Predicting immunotherapy benefit in leiomyosarcoma through active chromatin cfDNA profiling.
A blood test analyzing tumor DNA's cellular packaging patterns predicts which rare leiomyosarcoma patients will respond to immunotherapy, addressing a critical treatment gap.
A novel liquid biopsy platform using cfDNA active chromatin profiling identified baseline epigenomic signatures predictive of immunotherapy benefit in 30 leiomyosarcoma patients, with B/T-cell activation and immune pathway enrichment correlating with progression-free survival.
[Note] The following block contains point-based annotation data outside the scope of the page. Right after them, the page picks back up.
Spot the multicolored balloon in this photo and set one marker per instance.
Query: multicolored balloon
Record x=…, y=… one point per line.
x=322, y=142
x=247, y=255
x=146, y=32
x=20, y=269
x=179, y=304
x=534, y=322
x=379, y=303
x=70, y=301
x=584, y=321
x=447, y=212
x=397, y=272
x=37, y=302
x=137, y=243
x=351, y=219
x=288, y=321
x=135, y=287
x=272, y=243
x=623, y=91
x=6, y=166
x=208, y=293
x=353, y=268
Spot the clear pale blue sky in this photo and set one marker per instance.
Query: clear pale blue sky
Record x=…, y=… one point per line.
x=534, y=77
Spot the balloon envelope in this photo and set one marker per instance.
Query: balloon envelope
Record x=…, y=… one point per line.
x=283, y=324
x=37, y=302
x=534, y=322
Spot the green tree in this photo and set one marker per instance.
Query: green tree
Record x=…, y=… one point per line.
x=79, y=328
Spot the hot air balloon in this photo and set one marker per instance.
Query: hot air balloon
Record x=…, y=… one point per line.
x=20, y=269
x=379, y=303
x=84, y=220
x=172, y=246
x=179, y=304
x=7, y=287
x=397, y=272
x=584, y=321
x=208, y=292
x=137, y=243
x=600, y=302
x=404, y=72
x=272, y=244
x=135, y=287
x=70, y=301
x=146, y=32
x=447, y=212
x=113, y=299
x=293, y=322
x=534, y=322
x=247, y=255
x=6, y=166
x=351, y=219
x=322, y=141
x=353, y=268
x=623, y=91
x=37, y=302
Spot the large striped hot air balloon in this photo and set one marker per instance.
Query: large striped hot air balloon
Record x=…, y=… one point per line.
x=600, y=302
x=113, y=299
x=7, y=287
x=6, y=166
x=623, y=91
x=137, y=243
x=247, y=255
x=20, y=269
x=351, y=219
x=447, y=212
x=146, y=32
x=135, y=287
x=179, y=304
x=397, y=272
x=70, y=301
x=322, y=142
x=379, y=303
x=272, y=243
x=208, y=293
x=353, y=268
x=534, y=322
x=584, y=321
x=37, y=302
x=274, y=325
This proof-of-concept approach represents a potentially high-value non-invasive biomarker for a rare, chemotherapy-resistant cancer that desperately needs treatment predictors.
What the study was
- Study design
- Exploratory biomarker analysis (prospective clinical trial subset)
- Population
- Leiomyosarcoma patients treated with durvalumab + olaparib or cediranib
- Sample size
- 30
- Category
- Early Detection
- Maturity
- Exploratory
- Journal
- npj Precision Oncology
Why it surfaced
Highly novel cfDNAac approach in npj Precision Oncology (Nature group); LMS is rare with no reliable immunotherapy predictors; N=30 is exploratory but signal is clear; multi-conflict authors suggest commercial interest in Aqtual platform.